We are primarily interested in two complementary research directions within the art domain:
First line of investigation. We study the capability of state-of-the-art generative models to replicate and reinterpret artistic styles from the past. This line of work aims to deepen our understanding of the generative process itself, including how conditioning mechanisms influence stylistic outputs and how biases, both in training data and model architectures, affect the resulting representations. Beyond mere stylistic imitation, we are also interested in evaluating whether these models capture higher-level structural and semantic properties that characterize specific artistic movements.
Second line of investigation. We investigate the extent to which multimodal models can provide original and critically grounded interpretations of artworks, based on what they actually perceive. In this context, the visual component is not optional but foundational: the objective is to assess whether LLM-based systems can interpret visual inputs directly, rather than merely re-elaborating prior textual or art-historical knowledge. While current models are known to perform well when leveraging memorized or inferred literature, our focus is on isolating and evaluating their capacity to derive meaning from visual evidence.
The broader goal is to determine whether such systems can exhibit forms of aesthetic judgment grounded in perception, and, if so, to characterize the criteria underlying these judgments. This requires a systematic analysis of their perceptual mechanisms, including how they attend to compositional structure, stylistic features, and fine-grained visual details, and how these elements are integrated into higher-level interpretative reasoning. Particular attention will be given to disentangling perceptual understanding from prior knowledge, in order to assess whether the models genuinely “see” and interpret artworks, rather than simply recalling or reconstructing culturally encoded descriptions.
AI-Pastiche is a carefully curated dataset comprising 953 AI-generated paintings in well-known artistic styles. It was created using 73 manually crafted text prompts, used to test 12 modern image generators, with one or more images generated for each of the selected models. The dataset includes comprehensive metadata describing the details of the generation process.

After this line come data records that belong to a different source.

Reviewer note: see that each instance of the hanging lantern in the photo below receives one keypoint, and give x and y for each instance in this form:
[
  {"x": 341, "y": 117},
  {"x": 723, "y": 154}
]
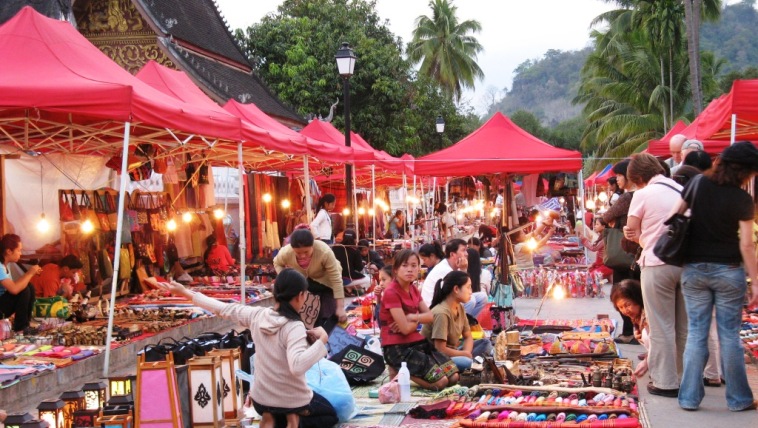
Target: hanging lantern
[
  {"x": 74, "y": 400},
  {"x": 205, "y": 380},
  {"x": 14, "y": 420},
  {"x": 120, "y": 390},
  {"x": 51, "y": 411},
  {"x": 230, "y": 386},
  {"x": 94, "y": 395}
]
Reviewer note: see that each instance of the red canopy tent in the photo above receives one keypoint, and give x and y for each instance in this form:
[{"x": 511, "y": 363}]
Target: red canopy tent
[
  {"x": 498, "y": 146},
  {"x": 54, "y": 77}
]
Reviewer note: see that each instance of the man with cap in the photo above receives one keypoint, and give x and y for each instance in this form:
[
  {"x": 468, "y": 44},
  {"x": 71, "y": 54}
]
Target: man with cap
[
  {"x": 675, "y": 147},
  {"x": 63, "y": 278},
  {"x": 687, "y": 147}
]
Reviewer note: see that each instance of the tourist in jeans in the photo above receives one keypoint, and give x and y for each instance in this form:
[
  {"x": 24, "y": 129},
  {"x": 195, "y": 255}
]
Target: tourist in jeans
[
  {"x": 664, "y": 305},
  {"x": 719, "y": 251}
]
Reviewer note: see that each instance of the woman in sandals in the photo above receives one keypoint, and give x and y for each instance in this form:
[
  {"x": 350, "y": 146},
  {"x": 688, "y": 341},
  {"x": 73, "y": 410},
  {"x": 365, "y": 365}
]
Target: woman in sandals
[{"x": 402, "y": 310}]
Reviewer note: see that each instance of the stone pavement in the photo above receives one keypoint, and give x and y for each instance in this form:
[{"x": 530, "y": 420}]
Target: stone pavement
[{"x": 658, "y": 412}]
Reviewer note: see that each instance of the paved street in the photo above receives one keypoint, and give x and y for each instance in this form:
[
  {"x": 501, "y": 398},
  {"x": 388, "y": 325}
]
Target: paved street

Prompt: Generate a detailed coastal landscape painting in the Impressionist style movement of the 19th century. The painting depicts a coastal scene with a small boat near the water's edge and distant buildings on the shore. The skyline is dominated by a cloudy sky, suggesting an overcast day. The colors are muted and earthy, conveying a serene yet slightly melancholic atmosphere. The technique used appears to be Impressionism, characterized by short, visible brushstrokes that capture the essence of the scene rather than detailed realism. The focus is on the play of light and color, creating a sense of movement and the transient nature of the landscape.
Metadata Description
Metadata comprise the following columns:
generative model: the model used to generate the image
prompt: the prompt passed as input to the generator
subject: a collection of comma separated tags describing the content (as described in the prompt)
style: the style to be imitated
period: the period the generated image should belong to
generated image: the name of the generated image in the generated_images dataset
Three additional columns provide human metrics collectd through extensive surveys. All values are in the range [0,1].
defects: presence of notable defects and artifacts (0=no evident defects, 1=major problems)
authenticity: perceived authentity of the sample (please, check the article for details about this metric)
adherence: adherence of the sample to the prompt request
Do LLMs perceive Art the same way we do?
Does CLIP perceive art the same way we do? Andrea Asperti, Leonardo Dessì, Maria Chiara Tonetti, Nico Wu. Proceedings of IEEE International Conference on Content-Based Multimedia Indexing (IEEE CBMI 2025), Dublin, Ireland, 22-24 October 2025.
3D UMAP projection of image embeddings of National Gallery of Art Dataset extracted from the CLIP ViT-L/14 model. Each point represents a painting from the National Gallery of Art dataset, colored by artistic style. The visualization reveals the semantic organization of the artworks in the latent space, where similar styles tend to cluster together.
abstract: CLIP has emerged as a powerful multimodal model capable of connecting images and text through joint embeddings, but to what extent does it 'see' the same way humans do - especially when interpreting artworks? In this paper, we investigate CLIP's ability to extract high-level semantic and stylistic information from paintings, including both human-created and AI-generated imagery. We evaluate its perception across multiple dimensions: content, scene understanding, artistic style, historical period, and the presence of visual deformations or artifacts. By designing targeted probing tasks and comparing CLIP's responses to human annotations and expert benchmarks, we explore its alignment with human perceptual and contextual understanding. Our findings reveal both strengths and limitations in CLIP's visual representations, particularly in relation to aesthetic cues and artistic intent. We further discuss the implications of these insights for using CLIP as a guidance mechanism during generative processes, such as style transfer or prompt-based image synthesis. Our work highlights the need for deeper interpretability in multimodal systems, especially when applied to creative domains where nuance and subjectivity play a central role.